What qualifications do I need as a nurse educator?
As you may expect, you’re going to need a specific set of provable skills and experience should you wish to become a full-time nurse educator. Ideally, you should hold a combination of the following:
- Work experience as an educator or in a similar role
- Working knowledge of systems, instruments and treatment plans that apply to a given medical scenario or situation
- Working knowledge of the current teachings within the nursing standards to create quality curricula
- Certifications as a nurse educator
To start becoming a nurse educator, you will need a Master’s of Science in Nursing Education. This can be obtained online to allow you to continue your nursing responsibilities while learning independently. The course can be completed at your own pace and whenever best suits you. The best part about learning online, of course, is that you can complete your modules and coursework whenever and wherever you wish.

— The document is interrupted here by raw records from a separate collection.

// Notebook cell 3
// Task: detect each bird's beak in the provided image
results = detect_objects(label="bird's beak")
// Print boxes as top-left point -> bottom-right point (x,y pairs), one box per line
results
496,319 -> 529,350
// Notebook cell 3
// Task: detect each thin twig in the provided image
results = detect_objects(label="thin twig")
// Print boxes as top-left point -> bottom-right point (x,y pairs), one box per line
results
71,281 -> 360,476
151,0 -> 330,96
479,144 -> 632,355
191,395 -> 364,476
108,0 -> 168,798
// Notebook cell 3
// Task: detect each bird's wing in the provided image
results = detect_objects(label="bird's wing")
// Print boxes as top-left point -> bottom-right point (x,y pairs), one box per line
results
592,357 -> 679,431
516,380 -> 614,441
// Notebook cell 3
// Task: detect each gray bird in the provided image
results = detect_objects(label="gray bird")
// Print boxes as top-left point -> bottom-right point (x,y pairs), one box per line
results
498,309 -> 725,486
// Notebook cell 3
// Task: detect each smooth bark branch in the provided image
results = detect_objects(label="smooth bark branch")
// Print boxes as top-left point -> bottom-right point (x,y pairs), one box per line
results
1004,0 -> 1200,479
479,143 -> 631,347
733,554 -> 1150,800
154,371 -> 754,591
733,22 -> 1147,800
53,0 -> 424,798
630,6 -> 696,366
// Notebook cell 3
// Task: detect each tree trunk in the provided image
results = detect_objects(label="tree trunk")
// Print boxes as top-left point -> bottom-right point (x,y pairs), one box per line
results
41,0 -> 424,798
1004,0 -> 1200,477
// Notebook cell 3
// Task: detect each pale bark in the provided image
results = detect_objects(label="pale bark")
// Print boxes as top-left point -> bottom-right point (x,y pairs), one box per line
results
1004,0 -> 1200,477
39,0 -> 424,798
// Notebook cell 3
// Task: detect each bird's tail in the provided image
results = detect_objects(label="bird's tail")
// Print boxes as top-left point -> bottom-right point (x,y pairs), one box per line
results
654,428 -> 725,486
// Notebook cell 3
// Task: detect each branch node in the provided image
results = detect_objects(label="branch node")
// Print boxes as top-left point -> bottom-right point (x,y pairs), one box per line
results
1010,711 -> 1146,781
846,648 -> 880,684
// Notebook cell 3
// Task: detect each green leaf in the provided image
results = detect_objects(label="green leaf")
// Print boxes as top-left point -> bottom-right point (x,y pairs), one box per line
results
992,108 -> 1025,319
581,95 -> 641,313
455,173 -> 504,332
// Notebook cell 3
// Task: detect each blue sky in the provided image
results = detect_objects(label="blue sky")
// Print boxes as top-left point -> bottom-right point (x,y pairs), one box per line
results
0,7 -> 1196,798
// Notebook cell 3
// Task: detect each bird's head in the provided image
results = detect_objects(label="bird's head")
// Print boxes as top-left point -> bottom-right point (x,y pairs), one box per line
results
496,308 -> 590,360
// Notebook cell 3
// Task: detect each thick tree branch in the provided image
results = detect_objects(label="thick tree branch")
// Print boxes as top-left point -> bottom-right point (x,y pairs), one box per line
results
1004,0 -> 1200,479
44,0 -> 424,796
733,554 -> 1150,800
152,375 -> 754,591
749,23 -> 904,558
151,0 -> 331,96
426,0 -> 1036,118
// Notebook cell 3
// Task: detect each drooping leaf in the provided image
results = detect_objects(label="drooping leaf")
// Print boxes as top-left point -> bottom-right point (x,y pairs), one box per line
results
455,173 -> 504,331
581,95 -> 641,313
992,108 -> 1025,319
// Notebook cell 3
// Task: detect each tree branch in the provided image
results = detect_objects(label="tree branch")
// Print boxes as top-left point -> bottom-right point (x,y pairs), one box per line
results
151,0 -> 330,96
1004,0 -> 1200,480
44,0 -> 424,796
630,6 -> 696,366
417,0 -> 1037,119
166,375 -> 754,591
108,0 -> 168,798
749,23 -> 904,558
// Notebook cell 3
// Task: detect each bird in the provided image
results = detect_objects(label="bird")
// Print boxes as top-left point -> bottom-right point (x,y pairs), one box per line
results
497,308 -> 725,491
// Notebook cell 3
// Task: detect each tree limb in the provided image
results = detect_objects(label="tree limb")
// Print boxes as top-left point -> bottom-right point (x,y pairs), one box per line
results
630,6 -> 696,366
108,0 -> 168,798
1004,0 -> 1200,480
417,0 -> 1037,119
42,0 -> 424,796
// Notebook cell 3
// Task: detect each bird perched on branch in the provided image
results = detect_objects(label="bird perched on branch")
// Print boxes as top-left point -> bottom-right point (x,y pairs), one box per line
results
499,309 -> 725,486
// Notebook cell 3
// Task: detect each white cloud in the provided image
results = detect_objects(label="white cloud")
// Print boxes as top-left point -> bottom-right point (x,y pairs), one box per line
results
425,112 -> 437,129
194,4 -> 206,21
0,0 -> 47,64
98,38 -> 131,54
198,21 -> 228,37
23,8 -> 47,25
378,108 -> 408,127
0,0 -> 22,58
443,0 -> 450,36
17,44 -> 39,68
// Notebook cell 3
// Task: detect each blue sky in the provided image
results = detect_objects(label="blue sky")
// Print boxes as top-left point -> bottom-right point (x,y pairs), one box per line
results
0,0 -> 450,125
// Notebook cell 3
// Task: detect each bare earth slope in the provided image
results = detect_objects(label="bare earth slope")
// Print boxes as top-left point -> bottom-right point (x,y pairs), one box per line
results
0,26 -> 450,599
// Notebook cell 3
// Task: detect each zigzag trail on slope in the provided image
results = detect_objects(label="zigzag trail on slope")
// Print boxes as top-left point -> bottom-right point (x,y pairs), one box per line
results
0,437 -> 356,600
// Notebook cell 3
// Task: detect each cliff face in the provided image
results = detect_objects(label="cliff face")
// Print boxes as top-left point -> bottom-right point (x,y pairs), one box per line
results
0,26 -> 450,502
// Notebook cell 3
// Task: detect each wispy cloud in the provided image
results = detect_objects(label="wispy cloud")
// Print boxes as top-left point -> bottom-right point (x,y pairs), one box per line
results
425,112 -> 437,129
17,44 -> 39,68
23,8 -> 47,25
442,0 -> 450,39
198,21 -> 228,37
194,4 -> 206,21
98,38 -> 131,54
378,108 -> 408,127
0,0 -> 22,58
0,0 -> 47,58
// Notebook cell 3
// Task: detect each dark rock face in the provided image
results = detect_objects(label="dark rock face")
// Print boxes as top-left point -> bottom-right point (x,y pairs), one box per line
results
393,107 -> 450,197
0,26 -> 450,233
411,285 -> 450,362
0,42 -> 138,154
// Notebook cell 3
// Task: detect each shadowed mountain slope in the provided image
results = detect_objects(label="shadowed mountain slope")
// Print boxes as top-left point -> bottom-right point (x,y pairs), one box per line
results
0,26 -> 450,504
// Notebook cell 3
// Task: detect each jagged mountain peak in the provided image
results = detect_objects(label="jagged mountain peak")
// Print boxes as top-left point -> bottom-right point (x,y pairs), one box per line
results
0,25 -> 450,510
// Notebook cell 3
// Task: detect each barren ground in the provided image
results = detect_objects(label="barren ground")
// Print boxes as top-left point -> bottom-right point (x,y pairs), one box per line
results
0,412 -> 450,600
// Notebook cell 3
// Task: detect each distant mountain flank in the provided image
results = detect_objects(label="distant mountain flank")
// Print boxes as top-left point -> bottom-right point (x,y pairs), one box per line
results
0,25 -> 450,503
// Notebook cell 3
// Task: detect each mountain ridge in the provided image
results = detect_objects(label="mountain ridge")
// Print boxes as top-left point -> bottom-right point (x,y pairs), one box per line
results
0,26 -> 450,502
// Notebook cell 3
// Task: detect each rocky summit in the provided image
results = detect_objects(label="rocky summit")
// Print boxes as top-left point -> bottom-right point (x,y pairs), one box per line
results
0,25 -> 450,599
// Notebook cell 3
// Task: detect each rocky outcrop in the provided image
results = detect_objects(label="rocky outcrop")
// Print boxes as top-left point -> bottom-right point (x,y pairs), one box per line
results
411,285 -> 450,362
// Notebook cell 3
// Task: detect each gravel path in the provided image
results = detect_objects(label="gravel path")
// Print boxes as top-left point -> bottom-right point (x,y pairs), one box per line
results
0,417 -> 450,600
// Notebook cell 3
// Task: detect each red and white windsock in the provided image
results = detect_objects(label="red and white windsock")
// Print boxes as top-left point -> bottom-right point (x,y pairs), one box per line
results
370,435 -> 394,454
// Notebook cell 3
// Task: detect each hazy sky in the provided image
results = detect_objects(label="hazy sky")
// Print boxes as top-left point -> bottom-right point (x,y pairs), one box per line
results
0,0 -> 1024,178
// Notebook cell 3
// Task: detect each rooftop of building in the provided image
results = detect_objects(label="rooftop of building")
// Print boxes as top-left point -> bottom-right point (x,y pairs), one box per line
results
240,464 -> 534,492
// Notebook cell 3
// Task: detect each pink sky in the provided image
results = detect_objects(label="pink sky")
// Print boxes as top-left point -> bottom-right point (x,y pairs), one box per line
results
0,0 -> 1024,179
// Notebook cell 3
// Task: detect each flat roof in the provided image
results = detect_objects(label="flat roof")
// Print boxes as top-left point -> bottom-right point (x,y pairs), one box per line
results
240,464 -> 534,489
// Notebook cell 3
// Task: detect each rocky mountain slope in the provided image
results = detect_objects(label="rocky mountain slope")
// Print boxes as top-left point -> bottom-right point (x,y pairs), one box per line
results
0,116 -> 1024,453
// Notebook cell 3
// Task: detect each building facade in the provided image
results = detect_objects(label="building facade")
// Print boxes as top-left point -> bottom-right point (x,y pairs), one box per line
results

Taking on the role and responsibilities of a nurse educator can be challenging, even at the best of times. It does bring on extra work and duties and requires your full commitment in multiple areas (i.e., patient care and education).
However, nurse educators are essential to bettering the general medical system and ensuring that the next influx and generation of nurses is fully qualified and ready to get into the field as soon as possible. Learning in the field provides limitless opportunities and a better understanding of what the work entails than what could ever be learned in a classroom.
So, why not consider being a nurse educator? Nothing is more rewarding than knowing you are helping the next generation of nurses be the very best they can be. What’s more, we are always going to need talented nurses, and, without on-the-job educators, learning the ropes may be all-the-more complex. You’ll provide a wealth of knowledge to people who genuinely want to improve the world.